Vanaf 1,35m en groter is het dragen van de veiligheidsgordel of het gebruik van een aangepast 'vastklikmiddel' vereist.
Niettegenstaande kan voor OCCASIONELE EN KORTE TRAJECTEN een uitzondering gemaakt worden voor kinderen, die geen kinderen zijn van de bestuurder, als er geen (of niet voldoende) aangepaste voorzieningen zijn.
Vanaf 3 jaar mogen kinderen achteraan met de gordel vervoerd worden.

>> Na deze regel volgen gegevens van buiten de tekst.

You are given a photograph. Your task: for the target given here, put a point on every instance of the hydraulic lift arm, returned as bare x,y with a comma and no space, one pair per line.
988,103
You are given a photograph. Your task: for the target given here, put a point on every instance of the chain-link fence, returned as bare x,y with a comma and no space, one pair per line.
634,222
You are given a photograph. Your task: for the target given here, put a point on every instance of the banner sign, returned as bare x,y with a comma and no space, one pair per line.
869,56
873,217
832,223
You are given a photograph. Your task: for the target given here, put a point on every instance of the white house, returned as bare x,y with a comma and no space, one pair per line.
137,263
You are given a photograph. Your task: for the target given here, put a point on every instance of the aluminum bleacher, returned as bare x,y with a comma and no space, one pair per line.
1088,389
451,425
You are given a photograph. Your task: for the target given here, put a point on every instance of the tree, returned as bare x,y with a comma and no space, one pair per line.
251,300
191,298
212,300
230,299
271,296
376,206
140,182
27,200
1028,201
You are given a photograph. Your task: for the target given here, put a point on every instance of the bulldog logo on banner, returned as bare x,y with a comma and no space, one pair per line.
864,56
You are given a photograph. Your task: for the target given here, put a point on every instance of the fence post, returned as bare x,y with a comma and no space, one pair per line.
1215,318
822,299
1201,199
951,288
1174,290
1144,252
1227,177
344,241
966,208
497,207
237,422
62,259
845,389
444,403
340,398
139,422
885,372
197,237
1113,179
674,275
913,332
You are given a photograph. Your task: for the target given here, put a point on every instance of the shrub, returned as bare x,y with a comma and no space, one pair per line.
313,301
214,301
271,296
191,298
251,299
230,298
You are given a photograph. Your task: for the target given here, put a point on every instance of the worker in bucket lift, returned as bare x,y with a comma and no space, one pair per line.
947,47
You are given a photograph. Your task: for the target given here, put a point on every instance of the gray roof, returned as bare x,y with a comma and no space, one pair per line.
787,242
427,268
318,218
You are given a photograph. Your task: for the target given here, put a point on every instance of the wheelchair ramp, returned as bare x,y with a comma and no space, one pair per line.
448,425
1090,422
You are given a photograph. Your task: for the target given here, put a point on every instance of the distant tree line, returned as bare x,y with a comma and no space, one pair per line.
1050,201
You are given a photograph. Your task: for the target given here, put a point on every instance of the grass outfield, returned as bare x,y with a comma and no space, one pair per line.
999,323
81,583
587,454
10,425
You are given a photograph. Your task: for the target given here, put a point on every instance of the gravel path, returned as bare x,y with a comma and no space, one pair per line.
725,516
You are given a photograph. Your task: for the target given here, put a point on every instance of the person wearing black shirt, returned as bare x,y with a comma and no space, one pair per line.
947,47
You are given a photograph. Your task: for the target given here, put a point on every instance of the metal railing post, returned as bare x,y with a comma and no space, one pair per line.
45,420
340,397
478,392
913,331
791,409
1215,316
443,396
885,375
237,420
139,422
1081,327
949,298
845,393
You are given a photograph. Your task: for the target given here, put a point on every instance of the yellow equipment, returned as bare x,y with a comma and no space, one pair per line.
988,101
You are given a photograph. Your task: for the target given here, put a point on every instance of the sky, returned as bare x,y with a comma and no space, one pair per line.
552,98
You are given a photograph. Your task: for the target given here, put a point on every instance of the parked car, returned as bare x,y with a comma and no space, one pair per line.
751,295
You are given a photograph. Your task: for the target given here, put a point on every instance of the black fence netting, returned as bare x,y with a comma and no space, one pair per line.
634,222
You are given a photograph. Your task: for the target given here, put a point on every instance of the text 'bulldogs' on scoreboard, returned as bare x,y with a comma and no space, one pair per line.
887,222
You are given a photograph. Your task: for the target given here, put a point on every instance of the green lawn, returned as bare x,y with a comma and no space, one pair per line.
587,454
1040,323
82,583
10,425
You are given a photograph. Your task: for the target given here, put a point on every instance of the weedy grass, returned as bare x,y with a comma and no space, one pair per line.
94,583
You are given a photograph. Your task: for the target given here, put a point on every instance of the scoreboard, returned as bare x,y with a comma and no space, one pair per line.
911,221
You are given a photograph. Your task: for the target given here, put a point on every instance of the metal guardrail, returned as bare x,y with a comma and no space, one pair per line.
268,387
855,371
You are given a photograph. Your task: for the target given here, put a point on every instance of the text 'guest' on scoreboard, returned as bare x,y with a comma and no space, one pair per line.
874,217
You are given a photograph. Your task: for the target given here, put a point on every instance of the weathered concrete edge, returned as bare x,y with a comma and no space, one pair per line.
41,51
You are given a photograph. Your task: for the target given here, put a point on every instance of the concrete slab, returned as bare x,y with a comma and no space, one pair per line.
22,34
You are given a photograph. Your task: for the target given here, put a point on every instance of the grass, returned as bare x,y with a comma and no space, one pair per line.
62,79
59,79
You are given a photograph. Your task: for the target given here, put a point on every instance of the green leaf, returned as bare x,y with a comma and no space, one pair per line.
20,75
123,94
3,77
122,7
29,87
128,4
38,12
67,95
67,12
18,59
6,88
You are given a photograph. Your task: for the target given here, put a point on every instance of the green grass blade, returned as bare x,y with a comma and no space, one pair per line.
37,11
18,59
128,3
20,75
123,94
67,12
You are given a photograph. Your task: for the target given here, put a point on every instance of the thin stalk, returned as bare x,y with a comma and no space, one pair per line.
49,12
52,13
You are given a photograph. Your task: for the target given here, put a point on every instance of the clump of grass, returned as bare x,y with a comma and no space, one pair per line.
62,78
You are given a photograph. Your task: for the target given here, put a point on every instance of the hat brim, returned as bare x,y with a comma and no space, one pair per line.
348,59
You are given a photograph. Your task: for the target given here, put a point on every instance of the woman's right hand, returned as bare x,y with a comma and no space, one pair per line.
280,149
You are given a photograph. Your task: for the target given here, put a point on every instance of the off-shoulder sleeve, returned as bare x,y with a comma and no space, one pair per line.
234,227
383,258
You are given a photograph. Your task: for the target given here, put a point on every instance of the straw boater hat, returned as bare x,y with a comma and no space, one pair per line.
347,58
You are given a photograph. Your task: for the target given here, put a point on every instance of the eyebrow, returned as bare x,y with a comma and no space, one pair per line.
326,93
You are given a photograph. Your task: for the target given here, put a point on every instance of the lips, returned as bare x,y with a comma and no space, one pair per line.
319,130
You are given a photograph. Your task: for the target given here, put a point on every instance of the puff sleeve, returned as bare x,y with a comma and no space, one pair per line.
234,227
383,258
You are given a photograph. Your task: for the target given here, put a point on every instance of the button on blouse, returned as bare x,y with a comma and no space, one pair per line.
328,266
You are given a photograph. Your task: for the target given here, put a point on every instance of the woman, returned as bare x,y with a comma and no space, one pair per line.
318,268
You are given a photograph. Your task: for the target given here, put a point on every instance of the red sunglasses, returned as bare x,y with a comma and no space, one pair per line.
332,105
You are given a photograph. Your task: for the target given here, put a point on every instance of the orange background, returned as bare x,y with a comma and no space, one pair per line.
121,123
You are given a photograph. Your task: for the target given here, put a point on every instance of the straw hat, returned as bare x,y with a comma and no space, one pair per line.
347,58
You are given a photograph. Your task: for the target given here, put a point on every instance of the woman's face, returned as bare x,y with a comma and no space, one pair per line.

Als het onmogelijk is een 3de voorziening achteraan te installeren EN als er 2 andere gebruikt worden, mag een kind jonger dan 3 jaar achteraan vervoerd worden met de gordel OF vooraan in een aangepaste voorziening.
Verzekering
De verzekering Burgerlijke Aansprakelijkheid van het voertuig wordt gebruikt op voorwaarde dat de gevorderde schadevergoeding per passagier niet groter is dan de werkelijke kosten van het voertuig en dat er geen winst gemaakt wordt.
Als de bestuurder verantwoordelijk is voor het ongeval, is de lichamelijke en materiële schade aan derden (met inbegrip van de passagiers van het voertuig) ten laste van de BA-verzekering.